10.4097/kjae.2007.52.1.29
- Author:
Jang Ho SONG
1
;
Hong Sik LEE
;
Byung Gun KIM
;
Hyun Kyoung LIM
;
Helen Ki SHINN
;
Sung Mee JUNG
Author Information
1. Department of Anesthesiology and Pain Medicine, College of Medicine, Inha University, Incheon, Korea. hsleemd@inha.ac.kr
- Publication Type:Original Article
- Keywords:
bispectral Index;
caudal block;
children;
sevoflurane
- MeSH:
Adult;
Anesthesia*;
Child*;
Humans;
Hypnotics and Sedatives;
Intubation;
Lidocaine
- From:Korean Journal of Anesthesiology
2007;52(1):29-33
- CountryRepublic of Korea
- Language:Korean
-
Abstract:
BACKGROUND: It is generally known that neuraxial anesthesia for adults reduces the demand for hypnotics needed for adequate sedation. Therefore, this study examined the effect of a preoperative caudal block on the general anesthetic requirements for an adequate depth of anesthesia in children. METHODS: Twenty children aged 3-5 years, who were set to undergo inguinal herniorraphy, were divided into 2 groups of 10 children each, normal saline and lidocaine groups. Tracheal intubation was performed. After setting up the bispectral index (BIS) monitor, a caudal block was administered to both groups differently, normal saline 0.7 ml/kg was administered to the normal saline group and 1.5% lidocaine 0.7 ml/kg was administered to lidocaine group.
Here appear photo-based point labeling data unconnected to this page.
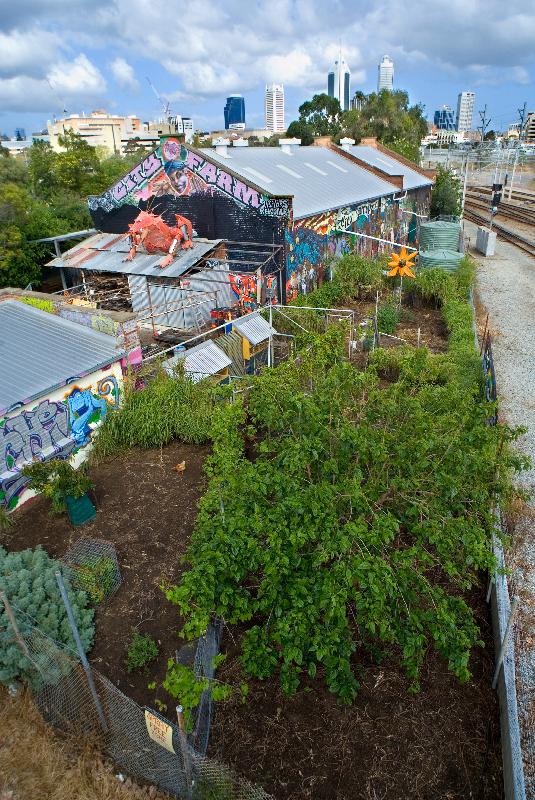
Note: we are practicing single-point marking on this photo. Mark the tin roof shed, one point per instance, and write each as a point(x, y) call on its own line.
point(39, 352)
point(254, 328)
point(201, 361)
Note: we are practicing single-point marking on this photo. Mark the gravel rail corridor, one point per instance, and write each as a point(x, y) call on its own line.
point(506, 291)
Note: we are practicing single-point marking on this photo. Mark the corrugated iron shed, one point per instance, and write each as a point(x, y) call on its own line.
point(107, 252)
point(318, 178)
point(254, 328)
point(201, 361)
point(40, 352)
point(390, 165)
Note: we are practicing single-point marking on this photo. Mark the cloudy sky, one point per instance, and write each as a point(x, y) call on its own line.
point(86, 54)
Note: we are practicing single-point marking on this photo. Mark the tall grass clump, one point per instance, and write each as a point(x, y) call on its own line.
point(169, 407)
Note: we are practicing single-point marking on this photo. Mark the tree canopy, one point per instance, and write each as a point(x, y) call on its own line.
point(387, 116)
point(46, 196)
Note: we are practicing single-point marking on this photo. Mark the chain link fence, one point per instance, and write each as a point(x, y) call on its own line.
point(61, 692)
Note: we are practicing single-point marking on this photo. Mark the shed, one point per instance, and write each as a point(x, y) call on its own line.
point(57, 381)
point(205, 360)
point(255, 332)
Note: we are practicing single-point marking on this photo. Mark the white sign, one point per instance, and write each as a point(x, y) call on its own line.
point(159, 731)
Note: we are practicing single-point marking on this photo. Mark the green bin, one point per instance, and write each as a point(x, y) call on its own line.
point(80, 509)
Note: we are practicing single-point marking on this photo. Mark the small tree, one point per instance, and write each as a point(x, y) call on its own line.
point(27, 578)
point(446, 195)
The end-tidal concentration of sevoflurane was maintained at 1.5 vol% for 10 minutes in the first patient in both groups, and the BIS value, was measured 6 times every 10 seconds, and averaged. When the BIS was > or = 50, the end-tidal concentration of sevoflurane was increased by 0.2 vol% in the subsequent patient. When the BIS was less than or equal to 50, the end-tidal concentration of sevoflurane was decreased by 0.2 vol% in the subsequent patient. The MAC(BIS50) in both groups was calculated using probit analysis. Relative median potency analysis was used to compare the results in both groups. RESULTS: The MAC(BIS50) of sevoflurane was significantly lower with a 1.5% lidocaine caudal block (1.40 vol% [95% CI, 1.25-1.55 vol%]) compared with the normal saline group (1.77 vol% [95% CI, 1.61-2.00 vol%]). CONCLUSIONS: A preoperative caudal block reduces the demand for sevoflurane required for an adequate depth of anesthesia, as measured by the BIS in children.